By way of relaxation from this prescribed labor, however, the Vagabond will find time this morning to bend his steps toward Harvard Hall, where there will be two lectures on literature, the first of these taking place at 10 o'clock in Harvard 2 where Professor Murdock will speak on Nathaniel Hawthorne. At 11 o'clock the Vagabond will remove to Harvard 3 to hear Professor Murray on Sheridan.
While at Bowdoin College, where he was a classmate of Longfellow's, Hawthorne indulged in frivolity sufficient to incur occasional censure from the authorities, behaviour in contrast to his later position as one of the spiritual leaders of literature. In this role he was not of the type of Dickens in the handling of concrete and social questions, but was more akin to Thoreau in looking at life from an individual point of view, and in leading the movement for greater individual freedom.

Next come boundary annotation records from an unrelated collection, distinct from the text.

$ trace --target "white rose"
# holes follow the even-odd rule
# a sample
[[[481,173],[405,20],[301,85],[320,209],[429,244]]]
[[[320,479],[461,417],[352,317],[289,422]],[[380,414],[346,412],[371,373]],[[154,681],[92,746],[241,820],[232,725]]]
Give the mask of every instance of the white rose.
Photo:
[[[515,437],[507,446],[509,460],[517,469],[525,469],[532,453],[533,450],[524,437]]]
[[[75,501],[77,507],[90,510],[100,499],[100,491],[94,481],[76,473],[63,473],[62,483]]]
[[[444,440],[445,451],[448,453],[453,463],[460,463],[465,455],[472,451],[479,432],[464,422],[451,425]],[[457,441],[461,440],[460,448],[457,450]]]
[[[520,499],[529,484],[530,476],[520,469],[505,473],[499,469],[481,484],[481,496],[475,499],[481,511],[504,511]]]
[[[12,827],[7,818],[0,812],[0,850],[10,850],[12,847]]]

With the lecture on Richard Brinsley Sheridan we leave the literary sphere of dignified New England Victorianism to visit the frivolous, frothy world of eighteenth century fashion.
On Thursday Professor Murray spoke of Sheridan's contemporary; Goldsmith. Sheridan differs from Goldsmith in his dramatic treatment of eighteenth century society in that he was brilliant, devastating satire quite in contrast to the beginnings of idealism which appear in the work of Goldsmith.
Other lectures of interest are:
9 o'clock
"Industrial Aspects of Problems of Memory and Understanding," Mr. E. D. Smith, Emerson A.
10 o'clock
"The Expansion of Rome," Dr. Dickinson, Sever 18.
"The United States and Mexico to 1837," Dr. Baxter, Sever 35.